• Theo •- ZAC, UWAŻAJ! - Słyszę krzyk Shailene, po czym następuje ogromny huk, a potem cisza.
- Shai... - odzywam się cichym głosem. - SHAI! - Krzyczę głośniej. - SHAI ODEZWIJ SIĘ!
Ale nikt mi nie odpowiada, połączenie zostało przerwane. Jestem tak spanikowany, że nie wiem, co mam robić. Biegnę do salonu i zaczynam ubierać dziewczynki.
- Pojedziecie do babci, dobrze? - Mówię i pospiesznie biorę je na ręce i biegnę z nimi do auta. Zapinam je w foteliki i ruszam szybko do mojej mamy.
Jej dom jest niedaleko, więc droga nie trwa długo. Cały czas się trzęsę, moja żona miała wypadek... Boże, mam nadzieję, że wszystko będzie dobrze, błagam...
Dzwonię do drzwi, po chwili otwiera mi mama.
- Theo! Już wróciłeś - wita się i chce mnie przytulić, ale podaję jej dziewczynki.

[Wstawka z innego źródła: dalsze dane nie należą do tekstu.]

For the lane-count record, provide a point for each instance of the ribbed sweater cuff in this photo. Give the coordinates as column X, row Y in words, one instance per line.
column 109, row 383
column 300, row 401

- Shai miała wypadek, muszę jechać do szpitala. Zajmiesz się nimi?
- No jasne, ale co się stało?! - Mama wygląda na przerażoną.
- Nie wiem, jadę do szpitala - odpowiadam roztrzęsionym głosem i wsiadam do auta.
Jadę do szpitala na złamanie karku, znacznie przekraczając prędkość. Chcę się dowiedzieć, że z Shai wszystko jest w porządku... Ona jest w ciąży. Nie chcę, żeby straciła dziecko.
***
Docieram do szpitala i biegnę do środka. Zaczepiam pierwszą lepszą pielęgniarkę.
- Szukam mojej żony, Shailene Taptiklis, miała wypadek - mówię, zdyszany.
- Z tym aktorem Zackiem Efronem, tak? Pani Taptiklis jest na sali operacyjnej.
O Boże.
- Gdzie to jest? - Pytam cicho.
- Na drugim pietrze na końcu korytarza - odpowiada i odchodzi.
Kieruję się w tamtą stronę, a serce coraz bardziej mi przyspiesza. Niech wszystko będzie dobrze, proszę... Nie chcę jej stracić...
***
Po dwóch godzinach drzwi do sali się otwierają i wychodzi lekarz.
Natychmiast wstaję i do niego podchodzę.
- Jestem mężem Shailene Taptiklis, co z nią?
Lekarz patrzy na mnie ponuro i wzdycha.
- Może pan usiądzie? - Proponuje.
- Proszę mówić - odpowiadam.
- Z dzieckiem wszystko dobrze... - zaczyna, a ja wzdycham z ulgą. - Niestety, u pani Taptiklis stwierdzono śmierć mózgu. Nic nie mogliśmy zrobić...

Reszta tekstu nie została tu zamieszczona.